Ignorando el peso en la boca de mi estómago, camino dos pasos y le arrebato mis flores; unas cuantas se maltrataron por los golpes.

—Lo siento, bonitas. Todo es culpa de ese idiota descarado. Pronto las pondré en agua.

Camino hasta buró y tomo mi celular. Me siento en la cama, dejo las flores a un lado y procedo a escribirle a Sonia.

—Constance…

Resuello y dejo el celular para mirarlo.

—¿Qué quieres? —Se sienta a mi lado, pero manteniendo la distancia.

—Sé que no confías en mí, pero te lo juro por nuestra familia que ella entró sola.

Analizo cada uno de sus gestos, deteniéndome en sus ojos; estos reflejan sinceridad, una sinceridad que me conmueve… Desvío la mirada. Una corriente eléctrica que nació de mi cuello, recorre toda mi columna dorsal.

—Nunca se me pasó por la cabeza dejarla ingresar aquí —añade con firmeza.
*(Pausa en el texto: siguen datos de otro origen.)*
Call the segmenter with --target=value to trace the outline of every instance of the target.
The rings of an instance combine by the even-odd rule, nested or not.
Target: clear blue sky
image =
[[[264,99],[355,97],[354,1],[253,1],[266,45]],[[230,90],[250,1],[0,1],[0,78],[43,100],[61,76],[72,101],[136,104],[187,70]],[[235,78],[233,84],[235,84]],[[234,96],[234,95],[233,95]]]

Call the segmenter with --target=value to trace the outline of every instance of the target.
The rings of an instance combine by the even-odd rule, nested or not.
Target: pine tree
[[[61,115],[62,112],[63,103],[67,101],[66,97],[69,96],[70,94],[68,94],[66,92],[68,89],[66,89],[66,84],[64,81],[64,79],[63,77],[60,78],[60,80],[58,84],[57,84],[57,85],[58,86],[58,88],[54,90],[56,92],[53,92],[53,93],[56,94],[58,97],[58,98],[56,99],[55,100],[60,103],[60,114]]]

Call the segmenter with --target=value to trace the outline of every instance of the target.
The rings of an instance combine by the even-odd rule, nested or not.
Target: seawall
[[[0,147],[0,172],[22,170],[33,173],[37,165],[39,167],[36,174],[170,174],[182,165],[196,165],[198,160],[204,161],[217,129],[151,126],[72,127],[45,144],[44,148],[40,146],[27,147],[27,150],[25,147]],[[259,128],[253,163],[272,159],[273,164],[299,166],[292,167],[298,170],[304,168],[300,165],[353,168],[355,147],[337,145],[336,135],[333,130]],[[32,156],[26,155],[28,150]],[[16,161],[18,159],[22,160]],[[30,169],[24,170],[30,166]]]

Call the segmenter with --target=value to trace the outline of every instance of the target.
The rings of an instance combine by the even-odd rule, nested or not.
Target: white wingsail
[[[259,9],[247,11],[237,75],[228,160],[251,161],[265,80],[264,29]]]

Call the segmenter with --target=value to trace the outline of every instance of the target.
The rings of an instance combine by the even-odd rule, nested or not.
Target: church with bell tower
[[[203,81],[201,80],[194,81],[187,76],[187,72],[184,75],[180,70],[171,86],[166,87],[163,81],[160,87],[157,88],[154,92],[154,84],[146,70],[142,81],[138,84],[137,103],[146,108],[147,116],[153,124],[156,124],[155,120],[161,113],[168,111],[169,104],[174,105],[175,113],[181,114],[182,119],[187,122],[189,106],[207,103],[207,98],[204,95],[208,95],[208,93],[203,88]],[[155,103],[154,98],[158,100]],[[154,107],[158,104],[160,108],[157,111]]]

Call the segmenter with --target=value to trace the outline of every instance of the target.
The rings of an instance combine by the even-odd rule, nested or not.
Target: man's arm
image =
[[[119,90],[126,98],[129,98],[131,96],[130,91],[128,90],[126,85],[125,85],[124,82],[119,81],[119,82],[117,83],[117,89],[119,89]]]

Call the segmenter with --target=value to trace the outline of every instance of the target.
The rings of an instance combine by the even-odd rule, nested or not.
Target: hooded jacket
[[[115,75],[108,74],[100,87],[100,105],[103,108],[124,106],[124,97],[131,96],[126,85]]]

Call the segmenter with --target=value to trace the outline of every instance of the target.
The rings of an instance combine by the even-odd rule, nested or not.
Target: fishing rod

—¿Te diste cuenta de que me escapé de nuevo? —De reojo veo como mueve la cabeza en afirmación—. Entonces, ¿por qué no cerraste la puerta?

—Porque seguías enojada conmigo. —Giro mi cabeza, sosteniendo esa mirada que me inquieta—. Pensé que si aseguraba la puerta te enojarias más, por eso decidí no hacerlo.

Me mantengo en silencio; no tengo nada a favor que decir. Sus pensamientos no son erróneos.

—Te entiendo, yo también estaría enojado si descubro que alguien que no me agrada está invadiendo mi espacio personal. —Mi patético y sensible corazón se acelera—. Me aseguraré de que no vuelva a pasar. Es más, si vuelves a salir, esperaré tu regreso.

De golpe clavo mi mirada al piso; es un peligro verlo a los ojos.

—Se perfectamente que no quieres verme, pero la posibilidades de que me atrapen durmiendo en otra habitación son muy altas…

—No sigas —pido, soltando un largo suspiro—. También entiendo todo. No confío en tí, pero por esta vez, te daré el beneficio de la duda. —Dirijo de vuelta mis ojos hacia él—. Si algo como lo de ayer se vuelve a repetir, ni te molestes en darme explicaciones. Recogerás tus pertenencias y te irás. ¿Entendido?

—Entendido…

Una ola fría sacude mi corazón. ¿Por qué cada vez que nos miramos fijamente un manojo de sensaciones recorren mi cuerpo? Si yo tengo el control de todo, no debo sentirme así: acorralada y vulnerable.

—Señorita Constance…

Como si fuera un resorte me levanto de la cama, luchando por contener mi respiración agitada.

—Pasa, Sonia.

Sonia ingresa con el jarrón de agua. Aprovecho este momento para alejarme de Frederick. En este momento su cercanía me desestabiliza.